Indígenas Munduruku ameaçados pelo empreendimento da usina hidrelétrica São Luiz do Tapajós entregaram ao ministro Miguel Rosseto, da Secretaria-Geral da Presidência da República, um protocolo sobre consulta prévia, um direito garantido pela Convenção 169 da Organização Internacional do Trabalho (OIT). O documento, que detalha como eles querem ser consultados sobre a obra, foi entregue durante audiência em Brasília, realizada na sexta-feira (30).
No encontro, segundo noticiou o Conselho Indigenista Missionário (Cimi), o cacique Juarez Saw, liderança Munduruku, entregou o documento em duas vias. “Queremos uma via assinada para levar para nossa comunidade. Nós vamos entregar o protocolo, mas não entendam que a entrega desse protocolo seja o fim das discussões sobre a consulta”, disse. E reforçou: “Essa consulta não pode ser apenas para legitimar a construção desses empreendimentos na nossa terra. Queremos que seja respeitada a nossa decisão, e em hipótese alguma queremos a usina São Luiz do Tapajós, porque a construção desse empreendimento significa a morte, tanto para os Munduruku quanto para os ribeirinhos que habitam essa região”.
O ministro Rosseto recebeu o documento e um outro protocolo feito por ribeirinhos do assentamento Montanha e Mangabal, área também diretamente atingida pelo projeto da usina. “Cacique Juarez, a representação dos ribeirinhos, vocês fazem parte da nação brasileira e são portadores de direitos e vocês falaram sobre isso, sobre direitos que a nossa constituição assegura e é nossa responsabilidade de governo assegurar esses direitos. É minha responsabilidade como ministro de Estado trabalhar nessa direção, apoiar, participar com meus colegas de governo nesse caso especialmente a Funai e o Ministério da Justiça, que têm a responsabilidade legal para traduzir a Constituição brasileira e portanto assegurar esse direito”, afirmou.
Posição da Funai
Durante a visita a Brasília, os Munduruku também estiveram em reunião com o presidente da Fundação Nacional do Índio (Funai), Flávio Braz.
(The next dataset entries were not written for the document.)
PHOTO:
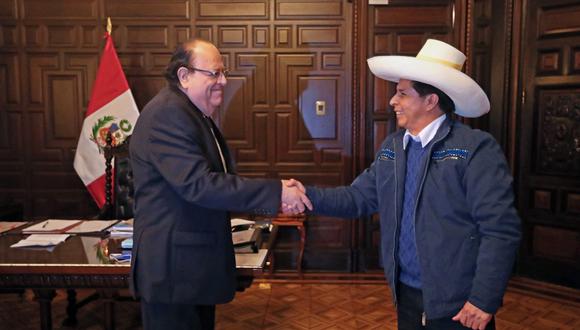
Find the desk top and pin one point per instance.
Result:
(76, 251)
(80, 254)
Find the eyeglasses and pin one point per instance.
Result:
(210, 73)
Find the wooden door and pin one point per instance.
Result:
(549, 144)
(287, 109)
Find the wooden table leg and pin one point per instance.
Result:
(44, 297)
(108, 297)
(302, 232)
(71, 308)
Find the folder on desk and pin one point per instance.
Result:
(244, 236)
(251, 260)
(91, 226)
(51, 226)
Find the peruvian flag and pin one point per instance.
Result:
(111, 109)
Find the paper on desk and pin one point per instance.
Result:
(241, 222)
(51, 226)
(251, 260)
(123, 228)
(41, 240)
(91, 226)
(9, 225)
(243, 236)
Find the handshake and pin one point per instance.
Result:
(294, 200)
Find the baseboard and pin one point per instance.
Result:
(517, 284)
(544, 290)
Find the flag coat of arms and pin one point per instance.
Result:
(111, 109)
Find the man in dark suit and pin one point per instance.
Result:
(183, 257)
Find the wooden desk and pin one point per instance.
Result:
(79, 262)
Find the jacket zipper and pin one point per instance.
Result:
(424, 314)
(395, 234)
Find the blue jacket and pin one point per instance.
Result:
(466, 227)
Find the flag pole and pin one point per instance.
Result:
(109, 25)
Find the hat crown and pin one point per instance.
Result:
(442, 53)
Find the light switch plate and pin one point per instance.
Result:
(320, 108)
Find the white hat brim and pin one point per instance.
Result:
(470, 100)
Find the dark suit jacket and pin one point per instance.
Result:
(182, 248)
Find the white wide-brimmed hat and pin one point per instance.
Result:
(437, 64)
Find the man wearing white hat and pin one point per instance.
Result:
(449, 229)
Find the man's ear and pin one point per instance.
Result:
(432, 101)
(182, 75)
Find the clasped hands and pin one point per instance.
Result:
(294, 200)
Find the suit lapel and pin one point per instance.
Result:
(212, 152)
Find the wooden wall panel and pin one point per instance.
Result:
(548, 146)
(322, 10)
(147, 10)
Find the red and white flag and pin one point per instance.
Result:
(111, 109)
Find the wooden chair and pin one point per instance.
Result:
(298, 221)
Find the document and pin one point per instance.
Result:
(91, 226)
(51, 226)
(241, 222)
(6, 226)
(123, 228)
(243, 236)
(251, 260)
(41, 240)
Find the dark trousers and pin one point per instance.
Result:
(177, 316)
(410, 313)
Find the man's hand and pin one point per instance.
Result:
(294, 198)
(472, 317)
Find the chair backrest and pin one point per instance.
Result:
(123, 198)
(124, 192)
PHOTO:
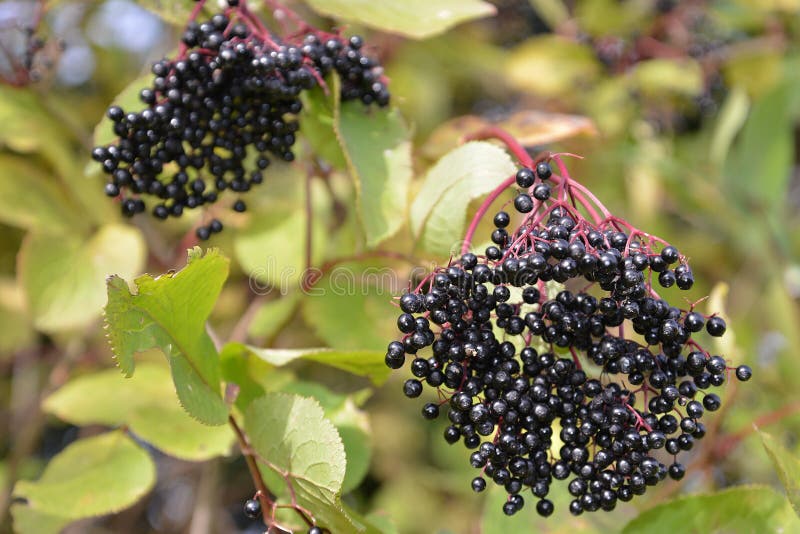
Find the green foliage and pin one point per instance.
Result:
(306, 367)
(739, 509)
(63, 275)
(273, 315)
(358, 362)
(414, 18)
(566, 63)
(29, 199)
(169, 312)
(354, 293)
(378, 156)
(93, 476)
(787, 466)
(145, 403)
(439, 210)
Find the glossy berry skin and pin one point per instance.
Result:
(252, 508)
(525, 178)
(541, 192)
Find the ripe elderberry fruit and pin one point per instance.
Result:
(503, 338)
(218, 114)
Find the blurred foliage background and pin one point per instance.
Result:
(687, 115)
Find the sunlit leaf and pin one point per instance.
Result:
(273, 315)
(413, 18)
(732, 117)
(29, 521)
(146, 402)
(788, 467)
(438, 213)
(351, 422)
(169, 313)
(16, 330)
(93, 476)
(292, 434)
(63, 276)
(354, 293)
(377, 148)
(173, 11)
(31, 199)
(529, 127)
(664, 77)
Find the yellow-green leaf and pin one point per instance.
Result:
(93, 476)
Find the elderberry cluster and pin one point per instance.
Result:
(217, 115)
(510, 340)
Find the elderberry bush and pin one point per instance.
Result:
(557, 329)
(216, 115)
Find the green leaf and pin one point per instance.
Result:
(32, 200)
(62, 275)
(238, 368)
(147, 404)
(273, 261)
(569, 65)
(378, 152)
(169, 312)
(292, 433)
(418, 19)
(741, 509)
(608, 17)
(318, 119)
(354, 293)
(787, 466)
(358, 362)
(273, 315)
(438, 213)
(93, 476)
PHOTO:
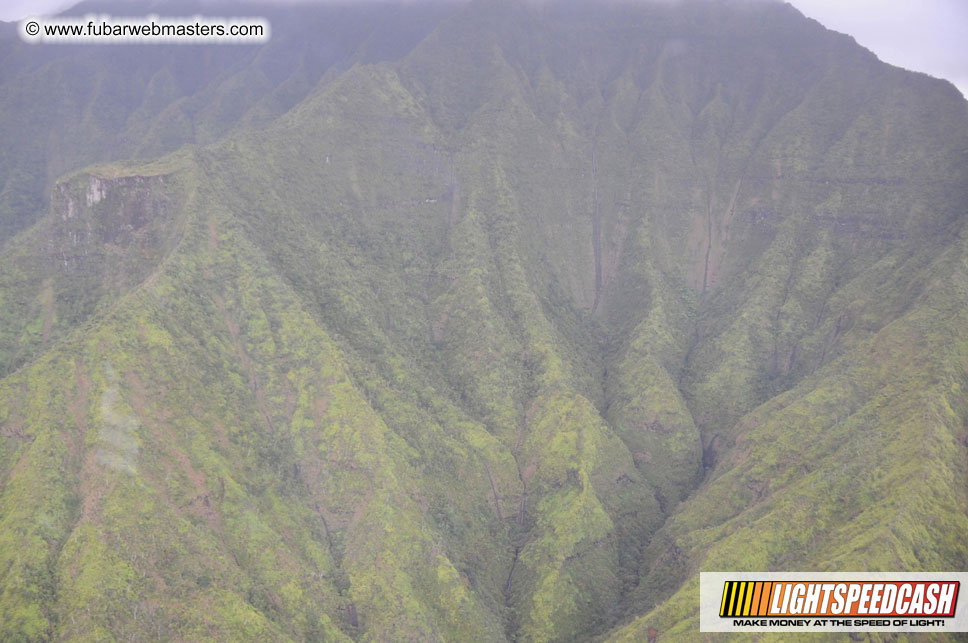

Ele foi cobrado pela recusa em publicar o Relatório Circunstanciado de Identificação de Delimitação (RCID), já objeto de ação judicial do MPF. Ele não se comprometeu com a publicação. Afirmou que precisa ouvir outros órgãos governamentais e pode concluir a consulta até o final de 2015. “Os outros órgãos de governo que também tem interesse naquela área, principalmente em razão da hidrelétrica e em razão da Flona (floresta nacional para exploração madeireira), pediram para se manifestar no processo”, disse.

A demarcação do território que agora o governo quer alagar começou há 13 anos. Em 2013, os trabalhos de campo para delimitação foram concluídos e foi elaborado RCID, cuja publicação no Diário Oficial dá início ao processo de demarcação. Mas o governo federal ordenou a paralisação do processo, sem a publicação do relatório.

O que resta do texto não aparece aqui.